Yaşadığımız dönem bir geçiş sürecidir, bu süreci eğilmeden, bükülmeden, pes etmeden, geri adım atmadan atlatmamız halinde, biraz önce ifade ettiğim gibi dünyanın en üst ligi bizi bekliyor, hiç şüpheniz olmasın. Hedeflerimizi gerçekleştirebilmenin, kendi projelerimizi hayata geçirebilmenin, velhasıl tam bağımsızlığın gereklerini birer birer yerine getirdik, getiriyoruz.

Ekonomide bunu yaptık, küresel finans ve ticaret krizi gelişmiş ülkeleri bile derinden sarsarken, biz yaşadığımız bunca badireye rağmen dünyanın en yüksek oranlı büyümesini gerçekleştiren ülkeler arasında ilk sıralarda yer almayı sürdürüyoruz.

Savunma sanayinde bunu başardık, uçaktan helikoptere, tanktan tüfeğe, füzeden haberleşme sistemlerine kadar her alanda kendi tasarımlarımızı, kendi üretimimizi yapabilecek bir seviyeye doğru hızla ilerliyoruz. Savunma sanayindeki dışa bağımlılığımızı 14 yılda yüzde 80’ler seviyesinden yüzde 40’ların altına indirdik. Dış politikada aynı başarıyı elde ettik. Bedel de ödüyor olsak kendi bölgesel ve küresel politikalarımızı hayata geçirme, bunun için gereken ilişkileri tesis etme gücüne sahibiz.

Altyapıda, yatırımlarda dünyanın dikkat çekecek düzeyde başarılarına sahip olan bir ülke konumuna geldik. Sonuç olarak, mevcut sorunlarımız elbette vardır. Ama önümüzdeki başarılar ve fırsatlar çok daha büyüktür. Hem sorunlarımızın çözümü, hem de projelerimizin hayata geçirilmesi konusunda bilim insanlarımızın çok önemli beklentilerimiz olduğunu biliyoruz ve bu beklentiler var. Sizlerin yol göstericiliği, üretkenliği, ufku, gayreti olmadan içinde bulunduğumuz krizleri aşamaz, geleceğimize güvenle bakamayız.

Sosyal bilimlerde, mühendislik bilimlerinde, sağlık bilimlerinde, temel bilimlerde sizlerin ortaya koyacağı başarıları ülke yöneticileri, siyasetçiler olarak biz çok daha doğru ve çok daha fazla çalışmaya yürüyeceğiz ve bizi sevk edecektir. TÜBİTAK, bilim insanlarımızla ülke yöneticileri arasında köprü rolü oynayarak bu konuda öncü olmalıdır.
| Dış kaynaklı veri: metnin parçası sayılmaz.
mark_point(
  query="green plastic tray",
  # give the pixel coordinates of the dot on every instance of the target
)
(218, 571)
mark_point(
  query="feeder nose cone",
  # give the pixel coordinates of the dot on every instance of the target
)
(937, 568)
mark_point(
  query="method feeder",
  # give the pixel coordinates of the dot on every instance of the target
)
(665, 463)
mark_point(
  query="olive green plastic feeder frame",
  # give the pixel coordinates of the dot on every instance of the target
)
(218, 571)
Bilim insanlarımıza güveniyorum, inanıyorum. Başbakanlık görevini üstlendiğim günden beri, Cumhurbaşkanlığı dönemim de dahil bilimsel çalışmalara, bilim insanlarımıza daima destek oldum, olmaya da devam edeceğim. Gerek himayeme aldığım projelerle, gerek bireysel teşviklerimle sizlerin yanında olmayı sürdüreceğim.

Bu duygularla bir kez daha 2016 yılı TÜBİTAK Ödüllerini vereceğimiz hocalarımızı, bilim insanlarımızı tebrik ediyor, çalışmalarında başarılar diliyorum. Sizlere sevgilerimi, saygılarımı sunuyorum, kalın sağlıcakla.